I barely heard the second half of her sentence and fastened instead on the first words she’d said. “I am not leaving Natasha.”
“We’ll reunite her with her grandparents . . .”
A hand on my shoulder told me Lance was behind me. “Noel’s right,” he said. “Not a chance in hell. The next place we’re going is to therapy with Natasha, then back to our children. We’ll all go wherever it is you suggest together. Stan and Gert Oeschle can come to us. We are not leaving Natasha right now.”
CHAPTER 31
Dear Nora:
Night after night, the guy in the apartment next door wakes me snoring! I’m sure the whole floor hears it, but we’re all too nice to say anything. What can I do?
Sleepless in Ironweed
Dear Sleepless:
Either get a little rude or move.
Nora
“Noel, Lance, use a little common sense . . .”

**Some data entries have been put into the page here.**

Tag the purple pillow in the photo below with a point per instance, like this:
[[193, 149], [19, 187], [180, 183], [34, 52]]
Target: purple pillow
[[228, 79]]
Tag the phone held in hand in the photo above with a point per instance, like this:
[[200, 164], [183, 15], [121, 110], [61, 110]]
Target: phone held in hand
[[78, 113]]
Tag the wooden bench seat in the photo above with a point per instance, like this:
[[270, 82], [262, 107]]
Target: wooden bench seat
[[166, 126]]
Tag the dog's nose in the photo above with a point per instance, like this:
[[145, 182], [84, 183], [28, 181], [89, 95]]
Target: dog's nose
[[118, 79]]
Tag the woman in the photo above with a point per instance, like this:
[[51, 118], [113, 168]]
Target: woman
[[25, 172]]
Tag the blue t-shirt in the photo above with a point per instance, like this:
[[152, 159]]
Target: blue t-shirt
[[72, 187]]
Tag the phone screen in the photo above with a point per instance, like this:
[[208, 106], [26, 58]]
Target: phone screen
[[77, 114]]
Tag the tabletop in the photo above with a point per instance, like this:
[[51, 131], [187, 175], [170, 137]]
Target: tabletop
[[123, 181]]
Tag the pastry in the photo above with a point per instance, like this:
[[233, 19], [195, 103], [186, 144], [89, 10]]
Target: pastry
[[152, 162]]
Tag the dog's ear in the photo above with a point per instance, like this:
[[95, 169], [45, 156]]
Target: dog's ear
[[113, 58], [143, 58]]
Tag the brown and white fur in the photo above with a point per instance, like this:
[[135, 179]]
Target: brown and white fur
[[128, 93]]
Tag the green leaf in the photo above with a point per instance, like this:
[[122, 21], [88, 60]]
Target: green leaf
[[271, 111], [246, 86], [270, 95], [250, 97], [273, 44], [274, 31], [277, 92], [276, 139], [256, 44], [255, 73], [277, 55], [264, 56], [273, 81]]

“We are using common sense,” I snapped. “We’re getting Natasha’s grandparents to safety, and then we’re getting Natasha to her therapist. Then we’ll all go someplace fun together. Stan likes to give us things? Tell him to make it somewhere tropical.”
“And I want to know where the hell this records room came from that it seems like even Art didn’t know about,” Lance said. “He never told us. I’m calling Rick. Maybe he can show us instead of Natasha.”
Trudy gave up.
I explained our plans to Natasha. “I better call Granddad,” she said. “If he doesn’t know who’s coming, he’s likely to be uncooperative right now. And I’m going to show them the room. I want that behind me.”
On the way to Natasha’s therapist, I asked what Lance had learned from Rick. “Some,” he said. “The first contractor the university hired to build the center was one Merle Evans.”
“I had no idea Merle used to be a builder.”
“We had no idea he worked at the Marine, either. He kept to himself all the time. Anyway, he’s related to a certain Winfred Prescott. In addition to going bankrupt and backing out of a couple of different university building programs, he chose a floodplain for the center’s original site, and the whole place had to be moved after it was half completed. The original site was abandon
ed. Rick thought any actual structures had been demolished or filled in, but I guess one got missed.”
“You think this old records room was part of the original site?”
“I think maybe Merle saved it for himself and joined up with Gary when Gary moved his operations out here.”
“It would explain why Dr. Prescott thought his head was next on the chopping block,” I mused. “If he thought the people who killed Hugh Marsland were looking for the old site and he might know where it was because his relative built it, then he would have been pretty scared. But why would he have known they wanted to know that?”
“What if they’d already asked him? What if he’d already been threatened? What if Hugh’s head wasn’t supposed to intimidate you, but him.”
“Or both of us.”
“It doesn’t matter. He probably blames the university for the problems with Merle’s company. But Rick says our Merle has a rather well-known drinking problem. His company went bankrupt because he couldn’t keep customers.”
We had reached the therapist’s office. I hoped Natasha didn’t take long. I wanted my babies back. I wanted them safe. I would feel better when I could touch them.
Apparently, they felt the same. I had told Mama where we were heading, and she arrived unannounced. “Here,” she said. “I’m exhausted, and I have no idea which one of these things is the ‘afternoon’ meds.” The pills were all laid out in a seven-day minder, clearly marked, so I didn’t know what she meant.
I quickly found out. The kids were arguing with her about which ones they were supposed to take. We had recently changed a blue pill out for a green one, and both of them were convinced they should still be taking the old medicine. They didn’t want to take the new one. “It makes me tired,” Sara complained.
“That should wear off in a week or two,” I coaxed.
“Look, if you take the meds, I’ll get you ice cream,” Mama promised, reviving now that she knew what was going on.
I groaned. We tried not to buy the twins’ cooperation. But it was a better solution than fighting with them in the middle of the therapist’s waiting room. And it meant Mama was trusting us about the need for the meds, a victory of its own.